- The paper introduces MedRAX, an agent-based framework integrating specialized AI tools via a ReAct loop for transparent and adaptable chest X-ray interpretation.
- MedRAX outperforms general and specialized medical models on the new ChestAgentBench, achieving 63.1% accuracy on complex clinical reasoning tasks.
- MedRAX's modular architecture allows integration of diverse tools without retraining, enhancing transparency and adaptability in clinical settings.
The paper introduces MedRAX, an agent-based framework that unifies state-of-the-art chest X-ray (CXR) interpretation tools and large-scale multimodal reasoning capabilities under a structured ReAct loop. The framework is designed to decompose complex medical queries into a series of sequential analytical steps—observation, reasoning, and action—using a LLM. This design enables dynamic tool selection and iterative refinement, thereby integrating heterogeneous models specialized in visual QA, segmentation, grounding, report generation, disease classification, and image synthesis.
MedRAX leverages an underlying ReAct loop that coordinates multiple specialized modules such as:
- Visual Question Answering (VQA): Incorporation of models like CheXagent and LLaVA-Med facilitates fine-grained visual reasoning on CXRs, enabling the system to answer free-form clinical queries.
- Segmentation: Tools like MedSAM and a PSPNet model trained on ChestX-Det are used to partition images into anatomically meaningful regions.
- Grounding: The framework employs Maira-2 to accurately localize textual descriptions in the imaging data.
- Report Generation and Disease Classification: A SwinV2 Transformer coupled with a BERT decoder and a DenseNet-121-based classifier from TorchXRayVision support structured report generation and multi-label pathology classification.
- Chest X-ray Generation: RoentGen synthesizes realistic CXRs, facilitating augmented tool-based reasoning.

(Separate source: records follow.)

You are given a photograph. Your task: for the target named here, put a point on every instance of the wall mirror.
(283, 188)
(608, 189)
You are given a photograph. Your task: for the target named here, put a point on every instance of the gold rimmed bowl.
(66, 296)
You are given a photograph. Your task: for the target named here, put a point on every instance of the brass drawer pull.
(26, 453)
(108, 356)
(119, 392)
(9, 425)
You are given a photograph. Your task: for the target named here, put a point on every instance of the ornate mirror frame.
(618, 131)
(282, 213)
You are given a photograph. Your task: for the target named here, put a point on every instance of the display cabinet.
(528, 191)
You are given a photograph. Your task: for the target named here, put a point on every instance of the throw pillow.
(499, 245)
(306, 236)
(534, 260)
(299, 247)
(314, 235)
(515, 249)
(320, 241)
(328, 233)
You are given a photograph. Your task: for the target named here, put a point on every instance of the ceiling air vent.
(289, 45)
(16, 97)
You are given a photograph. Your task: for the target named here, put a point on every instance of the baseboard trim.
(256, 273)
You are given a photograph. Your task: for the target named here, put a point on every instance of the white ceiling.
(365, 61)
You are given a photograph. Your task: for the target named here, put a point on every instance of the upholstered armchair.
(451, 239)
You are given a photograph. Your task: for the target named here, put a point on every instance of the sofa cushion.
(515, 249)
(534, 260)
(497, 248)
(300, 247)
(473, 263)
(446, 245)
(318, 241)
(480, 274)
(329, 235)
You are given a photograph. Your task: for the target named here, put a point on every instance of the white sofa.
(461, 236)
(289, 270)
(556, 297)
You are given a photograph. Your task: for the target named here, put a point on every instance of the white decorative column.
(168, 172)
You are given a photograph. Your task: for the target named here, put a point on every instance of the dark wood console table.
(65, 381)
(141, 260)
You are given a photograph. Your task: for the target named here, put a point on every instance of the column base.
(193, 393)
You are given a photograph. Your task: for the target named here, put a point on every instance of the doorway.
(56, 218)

The technical novelty of MedRAX lies in its ability to orchestrate these disparate tools without requiring additional training, thus promoting adaptability and transparency in decision-making. A memory component maintains past interactions and outputs, which is crucial for multi-turn dialogues and avoiding redundant computations. The framework is modular by design, allowing easy integration of new tools through well-defined input/output specifications, and it can be deployed in various clinical settings—from local installations to cloud-based architectures—fulfilling data privacy requirements.
A critical contribution of the paper is the development of ChestAgentBench, a benchmark compiled from 675 expert-curated clinical cases to generate 2,500 six-choice questions. This benchmark segments evaluation into seven clinically relevant categories:
- Detection
- Classification
- Localization
- Comparison
- Relationship
- Diagnosis
- Characterization
The quantitative evaluation shows that MedRAX achieves an overall accuracy of 63.1% on ChestAgentBench, outperforming general-purpose models such as GPT-4o (56.4%) and Llama-3.2-90B (57.9%), as well as specialized medical models like CheXagent (39.5%) and LLaVA-Med (28.7%). Similarly, on the CheXbench evaluation—comprising visual QA tasks (Rad-Restruct and SLAKE datasets) and fine-grained image-text reasoning—the framework demonstrates superior performance, with notable improvements on Rad-Restruct (achieving 68.7%) and SLAKE (achieving 82.9%) when compared to the other baselines.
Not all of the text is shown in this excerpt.